I enjoyed my years in high tech and, yes, I was able to make a good living. I left the industry a year ago, in part because of burnout and in part because I could no longer ignore the growing inequities in our world. It’s striking how warped the perspective of some wealthy individuals can become. How about these Times quotes from several rich technology types, for example:
• “People around here, if they have 2 or 3 million dollars, they don’t feel secure.”
• “We’re in such a rarefied environment, people here lose perspective on what the rest of the world looks like.”
• “I’d be rich in Kansas City. People would seek me out for boards. But here I’m a dime a dozen.”

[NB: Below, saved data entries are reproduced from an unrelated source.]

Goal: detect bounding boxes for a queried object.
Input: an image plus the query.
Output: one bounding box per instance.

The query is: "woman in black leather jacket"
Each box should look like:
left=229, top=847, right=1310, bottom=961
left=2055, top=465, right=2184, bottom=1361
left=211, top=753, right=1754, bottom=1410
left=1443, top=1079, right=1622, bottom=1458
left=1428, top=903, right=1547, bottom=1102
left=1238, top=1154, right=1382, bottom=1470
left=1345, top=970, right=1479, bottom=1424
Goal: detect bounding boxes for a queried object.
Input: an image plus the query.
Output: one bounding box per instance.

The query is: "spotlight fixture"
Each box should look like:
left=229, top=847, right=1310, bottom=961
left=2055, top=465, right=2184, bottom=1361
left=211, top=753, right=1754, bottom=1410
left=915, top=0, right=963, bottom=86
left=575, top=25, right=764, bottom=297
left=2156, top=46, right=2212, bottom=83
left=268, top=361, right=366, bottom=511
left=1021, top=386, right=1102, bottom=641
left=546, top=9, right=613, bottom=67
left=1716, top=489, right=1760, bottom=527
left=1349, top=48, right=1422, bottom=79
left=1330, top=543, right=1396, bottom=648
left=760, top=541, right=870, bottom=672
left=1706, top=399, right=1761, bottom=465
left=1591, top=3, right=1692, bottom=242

• “We could move. But if you do that, then you’re admitting defeat. No one wants to go backwards.”
• “Here, the top 1 percent chases the top one-tenth of 1 percent, and the top one-tenth of 1 percent chases the top one-one-hundredth of 1 percent.”
It would be easy to dismiss these individuals as bad, selfish people. But that wasn’t my experience in working with folks like them. For the most part, these are extremely intelligent, extremely hard working people, devoted beyond any reasonable measure to their work and truly exhilarated by the technology their companies are producing. The thing is, high tech is unbelievably competitive and the drive to win is enormous. I learned years ago how the winners were determined: by their net worth. “Money is a way of keeping score,” I was told by a wealthy founder of the company I was working for.
By that measure there really is only one winner in high tech. His name is Bill Gates, the richest human on earth. If the winner is the one with the most money, then every other tech millionaire, even billionaire, is a nobody, and there will never come a time when those in pursuit have “enough.”
Unless they stop playing the game. And that’s really what it will take to alter the dynamics that concentrate more wealth into fewer hands. The haves must start conceiving and playing a different game. One where the goal is to produce the greatest number of winners. Imagine all the wealth, intelligence and ambition of Silicon Valley’s technology elites in service to the have-nots of the world. Now that would be a game I’d pay plenty to watch. I’d even play along.